In focusing on access to doctors and harm reduction polices toward hard-drug users, Touraine says she aims to revise the country’s approach to health.
“France needs to reorient its healthcare system to deal with the challenges of aging and chronic illness,” Touraine told French daily Le Monde: “The system must set prevention as a priority. This system is too complicated for many of our citizens, in some cases it’s inaccessible.”
However, the proposals the minister laid out on Thursday won’t be submitted to parliament until September and if they are approved would start to take effect in 2015.
Here’s five keys point of how Touraine wants to make France healthier:
24-hour doctor hotline: France doesn’t currently have a standardized system for reaching a doctor for advice outside of office hours. So the minister wants to create a three-digit phone number for each of the 96 departments in metropolitan France, via which patients can reach a doctor day or night.
'Free' doctor's visits: Patients would no longer have to pay up front for a portion of the cost of a doctor's appointment. Instead, anyone covered by France’s healthcare system would simply present their national insurance card, called their Carte Vitale, and the visit would be free. Though the cost to patients is already relatively low in France, critics are worried free doctor's visits could lead to practitioners being inundated.

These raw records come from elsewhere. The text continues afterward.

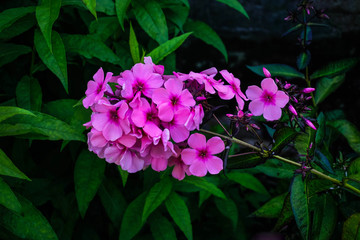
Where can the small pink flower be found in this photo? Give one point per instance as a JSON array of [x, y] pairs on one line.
[[200, 155], [267, 100]]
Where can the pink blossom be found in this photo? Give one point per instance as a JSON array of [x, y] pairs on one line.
[[200, 155], [95, 89], [267, 100]]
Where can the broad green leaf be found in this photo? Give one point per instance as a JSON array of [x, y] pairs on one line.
[[228, 208], [161, 228], [205, 33], [282, 137], [324, 220], [88, 175], [7, 168], [10, 16], [121, 6], [7, 112], [157, 194], [235, 4], [90, 47], [300, 205], [349, 131], [204, 184], [55, 60], [248, 181], [151, 18], [30, 224], [134, 46], [46, 14], [131, 223], [28, 94], [91, 5], [325, 86], [271, 209], [335, 68], [113, 201], [8, 198], [351, 228], [179, 213], [277, 70], [9, 52], [166, 48]]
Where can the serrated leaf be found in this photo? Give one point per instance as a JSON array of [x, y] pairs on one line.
[[151, 18], [277, 70], [167, 48], [28, 94], [282, 137], [55, 60], [157, 194], [131, 223], [325, 86], [121, 6], [88, 175], [248, 181], [300, 205], [235, 4], [9, 52], [205, 33], [46, 14], [179, 213], [335, 68], [31, 224], [8, 198], [205, 185]]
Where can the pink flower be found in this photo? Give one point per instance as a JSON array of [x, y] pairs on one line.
[[95, 89], [200, 155], [267, 101]]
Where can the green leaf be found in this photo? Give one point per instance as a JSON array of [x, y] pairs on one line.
[[179, 213], [248, 181], [300, 205], [151, 18], [131, 223], [335, 68], [282, 137], [91, 5], [8, 198], [28, 94], [30, 224], [245, 161], [55, 60], [88, 175], [46, 14], [121, 6], [205, 33], [157, 194], [134, 46], [7, 168], [10, 16], [90, 47], [235, 5], [277, 70], [271, 209], [166, 48], [351, 228], [9, 52], [349, 131], [161, 228], [204, 184], [325, 86], [324, 220], [7, 112], [228, 208]]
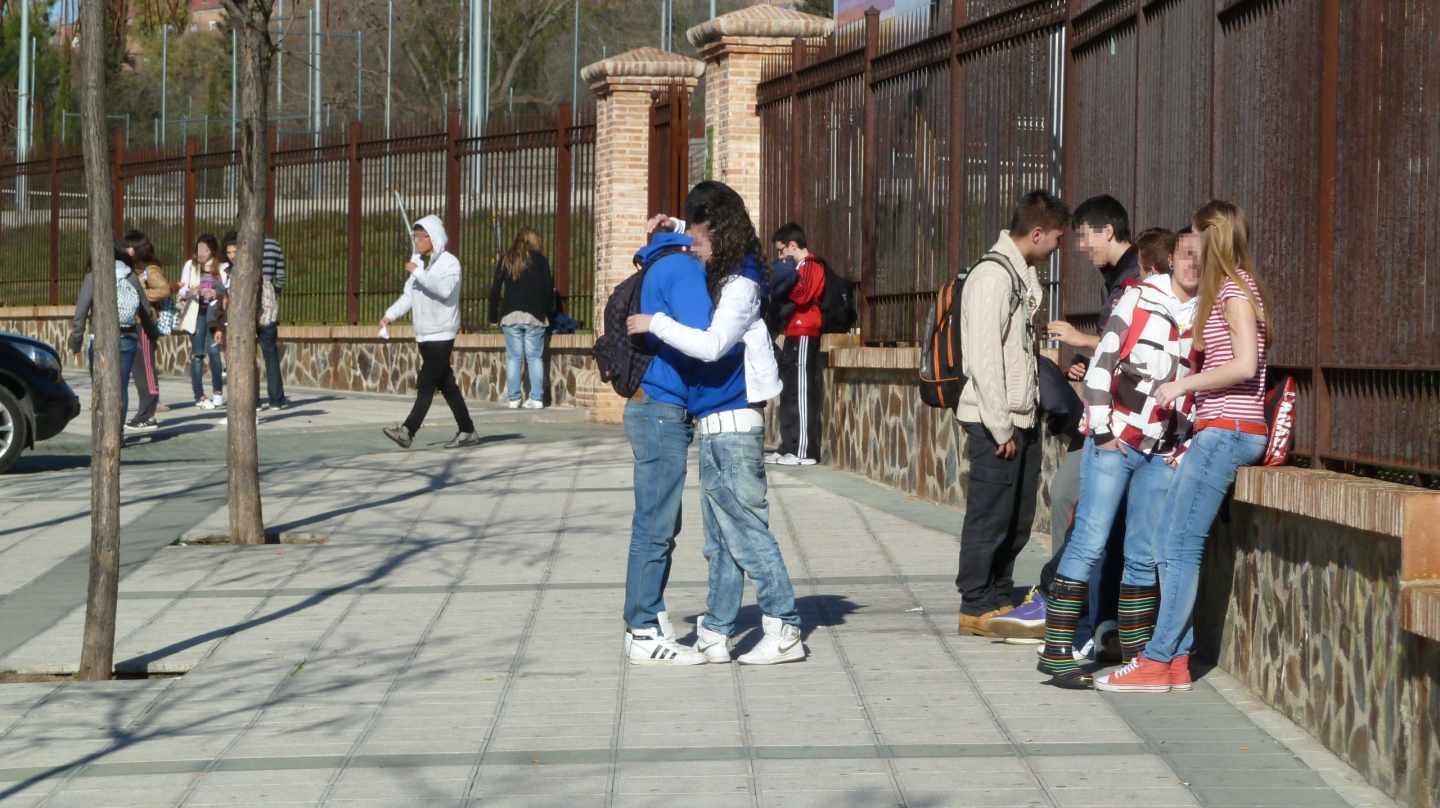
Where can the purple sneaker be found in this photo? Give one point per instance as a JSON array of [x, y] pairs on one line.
[[1026, 625]]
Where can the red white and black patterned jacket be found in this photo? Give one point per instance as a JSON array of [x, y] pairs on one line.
[[1145, 344]]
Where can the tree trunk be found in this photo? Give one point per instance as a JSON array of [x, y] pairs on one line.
[[98, 650], [251, 22]]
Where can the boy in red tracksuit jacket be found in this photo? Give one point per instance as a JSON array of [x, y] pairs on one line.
[[799, 356]]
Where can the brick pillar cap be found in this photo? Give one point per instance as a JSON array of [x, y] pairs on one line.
[[644, 64], [759, 22]]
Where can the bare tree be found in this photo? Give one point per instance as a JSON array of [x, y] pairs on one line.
[[98, 648], [251, 22]]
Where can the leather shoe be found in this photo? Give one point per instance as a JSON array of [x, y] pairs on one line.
[[978, 625]]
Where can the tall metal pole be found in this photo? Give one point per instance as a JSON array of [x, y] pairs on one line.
[[460, 66], [475, 77], [164, 77], [490, 56], [359, 75], [389, 64], [575, 65], [22, 130], [35, 42], [280, 61], [235, 72], [318, 71]]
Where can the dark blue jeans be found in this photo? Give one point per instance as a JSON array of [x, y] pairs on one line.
[[660, 438], [1201, 483], [274, 379], [203, 343]]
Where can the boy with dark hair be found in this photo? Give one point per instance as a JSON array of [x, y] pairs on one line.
[[998, 406], [272, 272], [799, 356], [1102, 229]]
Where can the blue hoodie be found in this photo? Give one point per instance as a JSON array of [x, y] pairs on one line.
[[719, 386], [676, 284]]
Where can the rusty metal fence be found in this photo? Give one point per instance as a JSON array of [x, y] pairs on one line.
[[668, 150], [334, 205], [902, 143]]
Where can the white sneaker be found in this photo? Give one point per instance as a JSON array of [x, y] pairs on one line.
[[781, 644], [651, 647], [714, 645]]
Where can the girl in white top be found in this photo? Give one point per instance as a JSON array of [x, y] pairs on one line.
[[739, 540], [203, 281]]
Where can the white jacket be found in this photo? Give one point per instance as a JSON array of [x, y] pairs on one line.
[[997, 346], [431, 294], [190, 280], [736, 317]]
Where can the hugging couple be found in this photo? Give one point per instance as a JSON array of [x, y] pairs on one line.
[[702, 306]]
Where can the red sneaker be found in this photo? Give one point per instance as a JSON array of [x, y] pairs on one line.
[[1142, 674], [1180, 674]]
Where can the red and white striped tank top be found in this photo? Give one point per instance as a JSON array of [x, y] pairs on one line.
[[1246, 399]]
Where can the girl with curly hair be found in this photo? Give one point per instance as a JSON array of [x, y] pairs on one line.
[[729, 386]]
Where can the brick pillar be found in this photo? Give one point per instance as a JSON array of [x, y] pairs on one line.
[[735, 46], [622, 87]]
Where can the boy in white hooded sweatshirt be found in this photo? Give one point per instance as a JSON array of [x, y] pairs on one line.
[[431, 297]]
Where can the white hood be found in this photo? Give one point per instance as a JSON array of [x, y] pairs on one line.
[[435, 228], [1182, 313]]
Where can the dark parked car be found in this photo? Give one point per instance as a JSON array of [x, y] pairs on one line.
[[35, 401]]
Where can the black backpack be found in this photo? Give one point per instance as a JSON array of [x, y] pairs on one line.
[[619, 357], [837, 303], [941, 367]]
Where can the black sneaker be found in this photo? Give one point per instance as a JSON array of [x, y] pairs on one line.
[[399, 434], [462, 440]]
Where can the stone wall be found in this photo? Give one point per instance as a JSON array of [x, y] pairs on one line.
[[1306, 612], [876, 425]]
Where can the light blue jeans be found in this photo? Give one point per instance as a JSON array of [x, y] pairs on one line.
[[738, 530], [660, 438], [1201, 483], [1108, 477], [524, 346]]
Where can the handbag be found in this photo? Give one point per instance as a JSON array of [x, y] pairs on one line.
[[167, 317], [192, 317]]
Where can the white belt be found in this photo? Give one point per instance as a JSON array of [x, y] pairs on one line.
[[732, 421]]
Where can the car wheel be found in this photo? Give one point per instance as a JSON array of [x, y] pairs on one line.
[[13, 429]]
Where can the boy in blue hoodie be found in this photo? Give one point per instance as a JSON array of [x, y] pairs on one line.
[[660, 431]]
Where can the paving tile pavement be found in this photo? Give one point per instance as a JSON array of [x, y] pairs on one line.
[[455, 641]]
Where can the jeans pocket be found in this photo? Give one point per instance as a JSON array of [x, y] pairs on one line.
[[991, 474]]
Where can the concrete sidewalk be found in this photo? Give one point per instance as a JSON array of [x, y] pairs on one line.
[[457, 641]]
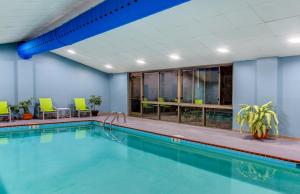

More ‘shooting galleries’: Touraine wants to clearly define a framework for the government to experiment with running safe injection centres, known as 'shooting galleries' for hard-drug users. The idea of providing a clean, controlled environment in order to stop the spread of disease and overdoses has been highly controversial in France.
Introduce class action suits: France doesn’t have the litigious culture of some Anglo countries, particularly the United States, but that could change. Touraine wants to lay the legal foundation for a class action-type lawsuit in France that would allow large numbers of plaintiffs to sue over medical treatments that caused harm. The idea is to streamline the process of compensating injured people. Similar class action suits have already been brought in for comsumers.
Clearer food labels: The minister wants to use color-coded labels on food packages to make healthy eating easier. Food already carries nutritional information in France, but the proposed labels would provide a ‘thumbs up or thumbs down.’ However, France is still studying what this type of labeling would look like.